Galactic magnetic fields II. Applying the model to nearby galaxies

TL;DR

This paper applies a simple galactic dynamo model to nearby galaxies, comparing theoretical predictions with observations, and finds that additional effects like spiral arms are needed to fully explain magnetic field pitch angles.

Contribution

It extends a previous simple dynamo model to multiple galaxies and compares its predictions with observed magnetic field properties, highlighting the need for additional physical effects.

Findings

Model outputs agree fairly well with observed galaxy properties.

Most parameter values are similar across different galaxies.

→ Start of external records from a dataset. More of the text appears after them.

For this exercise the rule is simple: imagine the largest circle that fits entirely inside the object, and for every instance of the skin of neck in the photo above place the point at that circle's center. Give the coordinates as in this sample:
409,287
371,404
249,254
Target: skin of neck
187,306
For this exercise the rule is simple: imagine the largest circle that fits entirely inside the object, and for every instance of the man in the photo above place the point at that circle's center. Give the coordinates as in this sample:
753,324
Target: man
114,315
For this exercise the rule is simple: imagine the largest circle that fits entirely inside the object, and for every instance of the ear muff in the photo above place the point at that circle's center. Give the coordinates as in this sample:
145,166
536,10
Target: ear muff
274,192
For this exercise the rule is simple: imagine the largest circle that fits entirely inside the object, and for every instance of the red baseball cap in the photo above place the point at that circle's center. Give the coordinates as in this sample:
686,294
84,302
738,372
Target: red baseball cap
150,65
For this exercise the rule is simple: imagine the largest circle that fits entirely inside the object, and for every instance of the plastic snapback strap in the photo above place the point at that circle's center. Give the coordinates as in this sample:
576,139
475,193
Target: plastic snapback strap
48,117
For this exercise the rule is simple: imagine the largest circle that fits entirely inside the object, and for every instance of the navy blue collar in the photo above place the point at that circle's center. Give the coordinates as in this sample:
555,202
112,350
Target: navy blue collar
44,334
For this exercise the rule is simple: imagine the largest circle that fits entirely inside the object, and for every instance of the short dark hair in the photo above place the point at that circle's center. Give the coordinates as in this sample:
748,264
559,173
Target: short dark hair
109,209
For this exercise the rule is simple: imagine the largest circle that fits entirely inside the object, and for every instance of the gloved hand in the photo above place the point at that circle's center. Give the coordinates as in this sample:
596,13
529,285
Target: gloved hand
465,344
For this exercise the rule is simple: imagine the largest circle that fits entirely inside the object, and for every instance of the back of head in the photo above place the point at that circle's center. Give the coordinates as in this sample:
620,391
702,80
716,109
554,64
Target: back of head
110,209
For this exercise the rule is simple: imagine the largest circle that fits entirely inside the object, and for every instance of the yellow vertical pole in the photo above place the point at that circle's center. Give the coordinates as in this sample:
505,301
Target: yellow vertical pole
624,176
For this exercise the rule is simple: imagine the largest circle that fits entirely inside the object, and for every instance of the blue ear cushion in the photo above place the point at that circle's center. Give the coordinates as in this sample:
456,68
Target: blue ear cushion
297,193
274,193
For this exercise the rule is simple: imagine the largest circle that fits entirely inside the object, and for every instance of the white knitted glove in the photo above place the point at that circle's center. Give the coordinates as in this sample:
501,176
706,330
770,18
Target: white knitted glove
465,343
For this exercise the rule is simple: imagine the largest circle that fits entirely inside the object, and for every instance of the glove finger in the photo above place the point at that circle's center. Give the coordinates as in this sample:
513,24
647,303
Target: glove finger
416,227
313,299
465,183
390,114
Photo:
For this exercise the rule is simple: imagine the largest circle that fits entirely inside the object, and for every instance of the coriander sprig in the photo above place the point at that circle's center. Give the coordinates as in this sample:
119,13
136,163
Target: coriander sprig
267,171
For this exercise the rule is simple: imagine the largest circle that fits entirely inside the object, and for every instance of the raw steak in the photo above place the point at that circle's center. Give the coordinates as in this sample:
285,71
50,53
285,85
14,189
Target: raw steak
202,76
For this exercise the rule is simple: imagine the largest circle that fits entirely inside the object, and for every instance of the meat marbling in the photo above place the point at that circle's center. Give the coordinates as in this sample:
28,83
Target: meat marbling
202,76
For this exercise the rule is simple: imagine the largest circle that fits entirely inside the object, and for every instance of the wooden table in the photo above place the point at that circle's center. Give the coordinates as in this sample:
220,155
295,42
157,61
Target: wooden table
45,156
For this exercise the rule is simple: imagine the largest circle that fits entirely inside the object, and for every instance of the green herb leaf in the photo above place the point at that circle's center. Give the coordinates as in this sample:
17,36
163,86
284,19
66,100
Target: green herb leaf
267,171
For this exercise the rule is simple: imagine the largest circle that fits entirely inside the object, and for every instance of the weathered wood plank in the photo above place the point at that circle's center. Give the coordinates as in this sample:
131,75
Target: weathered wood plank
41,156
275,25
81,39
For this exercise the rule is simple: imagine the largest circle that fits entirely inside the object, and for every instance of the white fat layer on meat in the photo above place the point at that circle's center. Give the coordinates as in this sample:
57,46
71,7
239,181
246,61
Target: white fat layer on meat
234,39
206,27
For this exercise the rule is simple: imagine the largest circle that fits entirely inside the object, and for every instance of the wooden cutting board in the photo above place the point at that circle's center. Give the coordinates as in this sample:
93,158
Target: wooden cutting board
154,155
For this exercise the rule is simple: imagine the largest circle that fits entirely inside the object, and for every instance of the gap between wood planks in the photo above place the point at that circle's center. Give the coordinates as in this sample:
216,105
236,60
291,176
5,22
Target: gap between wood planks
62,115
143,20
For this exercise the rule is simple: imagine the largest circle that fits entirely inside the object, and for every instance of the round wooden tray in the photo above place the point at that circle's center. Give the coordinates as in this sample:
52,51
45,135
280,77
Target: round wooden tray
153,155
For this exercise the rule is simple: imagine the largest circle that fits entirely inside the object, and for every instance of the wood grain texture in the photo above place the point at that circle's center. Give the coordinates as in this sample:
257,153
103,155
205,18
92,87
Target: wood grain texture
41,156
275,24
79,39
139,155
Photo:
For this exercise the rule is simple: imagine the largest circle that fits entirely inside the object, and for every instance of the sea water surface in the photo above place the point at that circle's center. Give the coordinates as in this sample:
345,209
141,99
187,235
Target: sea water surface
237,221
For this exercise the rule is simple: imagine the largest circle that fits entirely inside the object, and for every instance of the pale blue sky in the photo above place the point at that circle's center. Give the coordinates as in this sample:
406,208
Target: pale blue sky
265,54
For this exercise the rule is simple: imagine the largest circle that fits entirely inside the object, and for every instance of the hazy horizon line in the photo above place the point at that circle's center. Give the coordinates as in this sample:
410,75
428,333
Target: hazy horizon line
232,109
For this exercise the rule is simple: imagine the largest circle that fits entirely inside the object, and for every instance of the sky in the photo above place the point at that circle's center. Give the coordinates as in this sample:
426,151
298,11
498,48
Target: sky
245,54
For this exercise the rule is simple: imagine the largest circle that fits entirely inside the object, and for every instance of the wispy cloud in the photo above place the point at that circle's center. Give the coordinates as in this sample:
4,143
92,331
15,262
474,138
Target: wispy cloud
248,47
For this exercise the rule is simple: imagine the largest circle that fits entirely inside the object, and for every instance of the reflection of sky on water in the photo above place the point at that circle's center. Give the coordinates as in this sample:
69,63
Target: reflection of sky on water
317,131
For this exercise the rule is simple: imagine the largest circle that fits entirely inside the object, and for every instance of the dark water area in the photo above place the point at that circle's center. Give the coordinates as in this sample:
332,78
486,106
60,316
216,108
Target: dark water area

Predicted magnetic pitch angles are smaller than observed, indicating missing effects.

Abstract

Many spiral galaxies host magnetic fields with energy densities comparable to those of the turbulent and thermal motions of their interstellar gas. However, quantitative comparison between magnetic field properties inferred from observation and those obtained from theoretical modeling has been lacking. In Paper I we developed a simple, axisymmetric galactic dynamo model that uses various observational data as input. Here we apply our model to calculate radial profiles of azimuthally and vertically averaged magnetic field strength and pitch angle, gas velocity dispersion and scale height, turbulent correlation time and length, and the sizes of supernova remnants for the galaxies M31, M33, M51, and NGC 6946, using input data collected from the literature. Scaling factors are introduced to account for a lack of precision in both theory and observation. Despite the simplicity of our model, its outputs agree fairly well with galaxy properties inferred from observation. Additionally, we find that most of the parameter values are similar between galaxies. We extend the model to predict the magnetic field pitch angles arising from a combination of mean-field dynamo action and the winding up of the random small-scale field owing to the large-scale radial shear. We find their magnitudes to be much smaller than those of the pitch angles measured in polarized radio and far infrared emission. This suggests that effects not included in our model, such as effects associated with spiral arms, are needed to explain the pitch angle values.